生物學講話 丘淺次郎 第六章 詐欺 三 擬態~(2)
しかるに不思議なことには、味も惡くはなく、惡臭も放たず、毒もなく螫しもせぬ昆蟲で、しかも著しい色彩を有するものが幾種類かある。これらは、よく調べて見ると、必ず同じ地方に産して鳥類などに敬して遠ざけられて居る種類のいづれかに頗るよく似て居る。例へば蛾の類に「すかしば」〔スカシバガ〕と名づけるものがあるが、他の蛾類が通常灰色かまたは鼠色で一向目立たぬに反し、體には黄色と黑との横縞があつて頗る著しい。一體、蝶・蛾の類は鱗翅類というて、翅は一面細かい鱗粉で被はれて不透明であるのが規則であるに、この蛾は蛹の皮を脱ぐや否や翅を振つて鱗粉を落とし捨てるから、例外として全く透明である。その上他の蛾類は晝は隠れ夜になつて飛び廻るものであるが、この蛾は晝間日光の當つて居る處を好んで飛んで居る。かくの如く白晝身を現すことを少しも恐れぬが、その飛んで居る所を見るとまるで蜂の通りであるから、蜂と見誤られて敵の攻撃を免れることが出來る。外見が蜂に似て居れば、敵の攻撃を逃れる望みが多いから、「すかしば」の外にも一寸、蜂に似た昆蟲は幾らもあるが、かやうに敵に食はれぬために、他種類に似ることを擬態と名づける。
[やぶちゃん注:以下、ベイツ擬態の解説に入ってゆく。ベイツ擬態とは、無毒で比較的脆弱な生物が有毒種や獰猛な危険種などの真似をすることを言う(既に述べられた被摂餌種の天敵でない安全種に真似て眼を晦ましておいて捕食するところの――これは同じく既に述べられたように自分の自己天敵からの防衛にも用いられる――隠蔽型もこれに含まれる)これはイギリスの探検家ヘンリー・ベイツ(Henry W. Bates 一八二五年~一八九二年)が一八四九年頃から南米大陸を訪れて調査した際、有毒なドクチョウに似た無毒のシロチョウの仲間に気付いたのが始まりで、以来、 “Batesian Mimicry”(ベイツ型擬態)と呼ばれるようになった。

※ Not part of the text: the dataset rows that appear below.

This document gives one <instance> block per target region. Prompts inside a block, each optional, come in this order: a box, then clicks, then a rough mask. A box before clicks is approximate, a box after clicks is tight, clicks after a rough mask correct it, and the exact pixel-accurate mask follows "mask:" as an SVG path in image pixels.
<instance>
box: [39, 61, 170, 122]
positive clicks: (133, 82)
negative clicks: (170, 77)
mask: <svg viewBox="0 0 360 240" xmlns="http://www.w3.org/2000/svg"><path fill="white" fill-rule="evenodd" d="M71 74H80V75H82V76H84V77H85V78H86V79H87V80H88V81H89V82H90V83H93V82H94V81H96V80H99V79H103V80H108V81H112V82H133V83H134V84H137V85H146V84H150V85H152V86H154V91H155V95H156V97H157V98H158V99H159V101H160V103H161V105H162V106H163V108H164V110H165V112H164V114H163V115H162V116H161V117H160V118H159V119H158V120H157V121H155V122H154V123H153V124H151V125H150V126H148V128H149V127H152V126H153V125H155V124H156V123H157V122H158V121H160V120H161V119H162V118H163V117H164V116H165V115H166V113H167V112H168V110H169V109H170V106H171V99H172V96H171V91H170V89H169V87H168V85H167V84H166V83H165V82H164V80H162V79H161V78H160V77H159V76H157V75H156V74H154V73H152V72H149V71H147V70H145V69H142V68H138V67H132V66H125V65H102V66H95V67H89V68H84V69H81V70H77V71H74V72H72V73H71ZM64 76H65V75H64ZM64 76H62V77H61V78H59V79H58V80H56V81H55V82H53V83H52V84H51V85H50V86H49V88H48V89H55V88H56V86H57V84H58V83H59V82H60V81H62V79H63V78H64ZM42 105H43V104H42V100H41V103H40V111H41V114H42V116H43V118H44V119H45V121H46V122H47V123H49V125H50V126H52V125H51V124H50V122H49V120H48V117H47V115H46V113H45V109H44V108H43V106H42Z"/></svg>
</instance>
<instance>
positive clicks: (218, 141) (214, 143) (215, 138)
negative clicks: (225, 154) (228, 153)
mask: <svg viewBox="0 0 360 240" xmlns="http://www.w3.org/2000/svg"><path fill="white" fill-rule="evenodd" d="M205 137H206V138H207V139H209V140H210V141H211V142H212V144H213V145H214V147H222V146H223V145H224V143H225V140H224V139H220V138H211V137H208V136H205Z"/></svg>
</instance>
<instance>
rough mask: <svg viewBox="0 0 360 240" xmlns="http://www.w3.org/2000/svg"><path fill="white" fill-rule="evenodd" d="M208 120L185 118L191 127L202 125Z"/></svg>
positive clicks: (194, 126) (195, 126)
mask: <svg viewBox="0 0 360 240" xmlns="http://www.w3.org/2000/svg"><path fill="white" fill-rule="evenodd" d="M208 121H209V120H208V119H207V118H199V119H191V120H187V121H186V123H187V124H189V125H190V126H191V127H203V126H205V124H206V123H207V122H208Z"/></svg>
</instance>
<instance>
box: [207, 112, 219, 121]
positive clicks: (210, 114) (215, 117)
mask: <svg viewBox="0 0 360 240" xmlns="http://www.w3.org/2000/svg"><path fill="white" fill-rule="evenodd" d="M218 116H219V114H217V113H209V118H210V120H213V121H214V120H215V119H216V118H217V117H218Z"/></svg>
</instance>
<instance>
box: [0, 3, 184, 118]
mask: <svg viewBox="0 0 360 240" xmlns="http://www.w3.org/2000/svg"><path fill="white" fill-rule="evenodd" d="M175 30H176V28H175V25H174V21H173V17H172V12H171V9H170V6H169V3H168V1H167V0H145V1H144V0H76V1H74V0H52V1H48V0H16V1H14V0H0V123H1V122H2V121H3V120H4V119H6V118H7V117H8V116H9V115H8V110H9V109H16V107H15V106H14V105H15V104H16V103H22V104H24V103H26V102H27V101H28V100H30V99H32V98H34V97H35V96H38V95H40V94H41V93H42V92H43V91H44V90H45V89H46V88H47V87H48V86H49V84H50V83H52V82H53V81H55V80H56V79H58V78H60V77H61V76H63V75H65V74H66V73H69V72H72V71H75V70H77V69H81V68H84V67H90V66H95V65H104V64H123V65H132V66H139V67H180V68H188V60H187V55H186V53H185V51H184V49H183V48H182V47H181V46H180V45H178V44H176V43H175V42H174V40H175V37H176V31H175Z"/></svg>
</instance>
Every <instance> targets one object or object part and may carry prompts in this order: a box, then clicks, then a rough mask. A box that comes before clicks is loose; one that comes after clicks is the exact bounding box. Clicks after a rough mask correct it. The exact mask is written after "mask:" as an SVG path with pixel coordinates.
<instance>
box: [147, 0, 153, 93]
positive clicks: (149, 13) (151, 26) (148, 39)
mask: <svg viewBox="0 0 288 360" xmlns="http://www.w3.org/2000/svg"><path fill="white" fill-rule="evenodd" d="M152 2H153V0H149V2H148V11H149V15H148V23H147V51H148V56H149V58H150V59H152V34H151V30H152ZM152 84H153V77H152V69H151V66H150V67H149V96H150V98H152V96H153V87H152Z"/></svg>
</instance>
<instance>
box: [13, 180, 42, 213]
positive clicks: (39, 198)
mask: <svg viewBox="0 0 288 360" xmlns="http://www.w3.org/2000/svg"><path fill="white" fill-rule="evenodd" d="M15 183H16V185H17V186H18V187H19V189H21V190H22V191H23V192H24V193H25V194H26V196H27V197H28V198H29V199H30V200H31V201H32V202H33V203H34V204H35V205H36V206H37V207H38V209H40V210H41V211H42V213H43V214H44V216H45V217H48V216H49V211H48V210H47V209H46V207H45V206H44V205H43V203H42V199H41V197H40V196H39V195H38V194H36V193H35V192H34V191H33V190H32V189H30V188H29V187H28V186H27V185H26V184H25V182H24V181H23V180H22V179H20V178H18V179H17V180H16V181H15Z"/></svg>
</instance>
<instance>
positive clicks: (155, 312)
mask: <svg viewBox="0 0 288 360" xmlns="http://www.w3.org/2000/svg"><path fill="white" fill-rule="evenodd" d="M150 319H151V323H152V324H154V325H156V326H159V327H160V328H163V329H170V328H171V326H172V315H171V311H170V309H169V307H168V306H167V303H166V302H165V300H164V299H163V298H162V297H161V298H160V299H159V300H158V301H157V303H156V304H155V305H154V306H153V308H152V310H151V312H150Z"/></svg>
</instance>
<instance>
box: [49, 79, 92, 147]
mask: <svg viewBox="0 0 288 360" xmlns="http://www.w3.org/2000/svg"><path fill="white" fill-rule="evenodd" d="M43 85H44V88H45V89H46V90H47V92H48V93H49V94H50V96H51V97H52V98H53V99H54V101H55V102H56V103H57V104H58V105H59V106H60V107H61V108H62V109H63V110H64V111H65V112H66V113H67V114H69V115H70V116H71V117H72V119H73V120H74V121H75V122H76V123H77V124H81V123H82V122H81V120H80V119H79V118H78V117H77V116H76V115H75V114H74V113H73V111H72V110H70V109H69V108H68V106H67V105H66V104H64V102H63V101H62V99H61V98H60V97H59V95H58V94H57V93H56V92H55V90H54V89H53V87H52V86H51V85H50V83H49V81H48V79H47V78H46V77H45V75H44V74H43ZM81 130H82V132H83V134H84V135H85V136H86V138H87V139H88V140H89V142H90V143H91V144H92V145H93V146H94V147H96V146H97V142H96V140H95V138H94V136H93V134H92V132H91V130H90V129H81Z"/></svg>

「すかしば」チョウ目Glossata 亜目Heteroneura下目スカシバガ上科 Sesioidea スカシバガ科 Sesiidae に属するスカシバガの仲間。私は真っ先にコシアカスカシバ Scasiba scribai が頭に浮かぶ。これは文句なしにキイロスズメバチ Vespa simillima xanthopteraに似ている。いや、大型個体は私はかの恐ろしきオオスズメバチ Vespa mandarinia に似てさえいると思っている(嘘だと思うなら、御用達の「みんなで作る日本産蛾類図鑑」のここをどうぞ。但し、私に輪をかけて昆虫系がおしなべて駄目な人はクリックするべからず)。日光沢や恐山の露天風呂では、こいつが一匹、周囲を飛び回っていて、「コシアカスカシバ」だよな、と分かっていながら(これが分かるようになったのは三十過ぎであるので、最早、オオスズメバチの恐怖のオペラント学習附けが消去出来ないのである)、大騒ぎをして走り廻ってしまったのを思い出す。]